Incredible article about a MONSTER 190ish class taken within Columbus city limits. This dude already has 2 200 class bucks! great articles, flip through the pictures to read the entire story

http://www.fieldandstream.com/blogs/whitetail-365/2011/10/buckeye-state-ohio-typical-monster-buck










here's the article about the 2 200's. great stuff, and i dont even hunt!

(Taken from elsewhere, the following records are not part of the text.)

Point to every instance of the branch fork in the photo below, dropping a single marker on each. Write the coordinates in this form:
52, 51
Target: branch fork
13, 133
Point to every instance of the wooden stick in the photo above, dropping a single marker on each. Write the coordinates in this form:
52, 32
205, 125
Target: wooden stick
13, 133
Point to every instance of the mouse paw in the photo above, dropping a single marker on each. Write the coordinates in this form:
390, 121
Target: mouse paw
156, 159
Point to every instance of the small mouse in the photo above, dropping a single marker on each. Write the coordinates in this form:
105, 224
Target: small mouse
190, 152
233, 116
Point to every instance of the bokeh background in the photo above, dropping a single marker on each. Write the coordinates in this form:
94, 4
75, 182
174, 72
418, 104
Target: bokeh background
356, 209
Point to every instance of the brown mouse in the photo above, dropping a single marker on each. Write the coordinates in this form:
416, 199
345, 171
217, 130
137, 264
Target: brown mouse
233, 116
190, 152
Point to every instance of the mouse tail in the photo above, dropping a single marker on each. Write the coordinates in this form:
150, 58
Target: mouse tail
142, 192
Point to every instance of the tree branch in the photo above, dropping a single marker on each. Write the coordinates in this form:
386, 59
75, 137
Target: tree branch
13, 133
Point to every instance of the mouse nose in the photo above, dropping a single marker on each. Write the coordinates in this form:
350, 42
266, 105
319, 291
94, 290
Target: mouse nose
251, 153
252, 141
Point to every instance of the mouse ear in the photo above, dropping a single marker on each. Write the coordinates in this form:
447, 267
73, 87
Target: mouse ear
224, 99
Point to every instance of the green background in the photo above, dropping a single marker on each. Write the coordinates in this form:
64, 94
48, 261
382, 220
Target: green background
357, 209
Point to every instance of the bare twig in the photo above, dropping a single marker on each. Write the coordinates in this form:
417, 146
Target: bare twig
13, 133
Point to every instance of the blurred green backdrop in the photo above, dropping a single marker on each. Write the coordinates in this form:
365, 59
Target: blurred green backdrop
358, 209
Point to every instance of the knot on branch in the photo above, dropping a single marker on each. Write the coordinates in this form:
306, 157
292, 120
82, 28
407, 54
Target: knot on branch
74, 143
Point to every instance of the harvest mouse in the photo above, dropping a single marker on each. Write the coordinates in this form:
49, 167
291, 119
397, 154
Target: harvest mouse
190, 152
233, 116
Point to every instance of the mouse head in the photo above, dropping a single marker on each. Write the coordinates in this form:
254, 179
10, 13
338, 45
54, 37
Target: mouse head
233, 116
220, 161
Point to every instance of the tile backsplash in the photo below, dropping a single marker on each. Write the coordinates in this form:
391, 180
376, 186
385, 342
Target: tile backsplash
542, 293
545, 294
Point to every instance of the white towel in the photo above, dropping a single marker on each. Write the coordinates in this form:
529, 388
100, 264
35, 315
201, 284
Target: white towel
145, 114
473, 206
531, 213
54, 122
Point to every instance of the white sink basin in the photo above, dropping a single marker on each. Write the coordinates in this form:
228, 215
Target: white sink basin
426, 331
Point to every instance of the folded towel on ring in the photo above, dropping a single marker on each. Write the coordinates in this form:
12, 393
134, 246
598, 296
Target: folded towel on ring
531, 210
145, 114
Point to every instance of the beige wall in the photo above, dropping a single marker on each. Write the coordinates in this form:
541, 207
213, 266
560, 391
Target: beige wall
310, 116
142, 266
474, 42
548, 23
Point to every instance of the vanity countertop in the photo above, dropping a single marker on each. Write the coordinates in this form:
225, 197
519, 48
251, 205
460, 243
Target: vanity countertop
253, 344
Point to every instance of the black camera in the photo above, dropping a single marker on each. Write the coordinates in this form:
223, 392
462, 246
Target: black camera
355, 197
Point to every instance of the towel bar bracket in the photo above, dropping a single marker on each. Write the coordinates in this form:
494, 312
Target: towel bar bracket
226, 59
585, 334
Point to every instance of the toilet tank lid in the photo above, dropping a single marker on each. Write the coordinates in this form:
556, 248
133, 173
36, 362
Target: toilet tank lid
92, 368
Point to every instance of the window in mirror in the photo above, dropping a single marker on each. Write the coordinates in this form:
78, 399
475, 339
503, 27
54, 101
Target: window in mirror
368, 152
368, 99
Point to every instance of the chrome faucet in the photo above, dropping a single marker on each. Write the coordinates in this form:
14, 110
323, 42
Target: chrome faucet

http://www.fieldandstream.com/photo...pter-hunter-arrows-monster-ohio-buck-crossbow


----------



## rackman323 (Jul 13, 2007)

Very nice buck. There is an interesting thread on archerytalk about these guys. I know the area they hunt. Alot of big urban deer around that area


----------



## wildman (Sep 3, 2008)

No, he didn't he had news of the kill by anouther hunter... nice deer...


----------



## Fishstix (Aug 16, 2005)

A true hog...It doesn't surprise me. I've seen HUGE buck all over C-bus.


----------



## mpd5094 (Jun 20, 2005)

Wow!! That's all I can say!


----------



## Seahorse (Aug 25, 2009)

is his hands bigger than his head in real life, or only in this bogus picture?


----------



## Gobi Muncher (May 27, 2004)

It's legal to hunt within city limits??? i know of a couple areas around Beavercreek that have nice ones (nothing like that beast that I am aware of) but definite Ohio Big Buck quality, but haven't done anything since I thought you had to hunt outside city limits.


----------



## Fish-N-Fool (Apr 12, 2004)

Gobi - you must check the city or municipality rules...most don't permit hunting. Those that do permit hunting often have additional rules you must follow in addition to the state's rules. Some even make you check in with the police department each time you hunt. Never hurts to investigate an area and find out what the rules are!


----------



## Scum_Frog (Apr 3, 2009)

Seahorse...photo isnt bogus....and his hands look huge because he is doing the fishermans truck and holding his arms straight out and sitting away from the buck....so thats why it looks weird. This guy has shot monster deer for a while now so it doesnt come far fetch with this guy.....but ya big bucks in city limits....common to see/smell people.....i think his chances would be good.


----------



## Mushijobah (May 4, 2004)

No hunting in Franklin County boys....stay out...


----------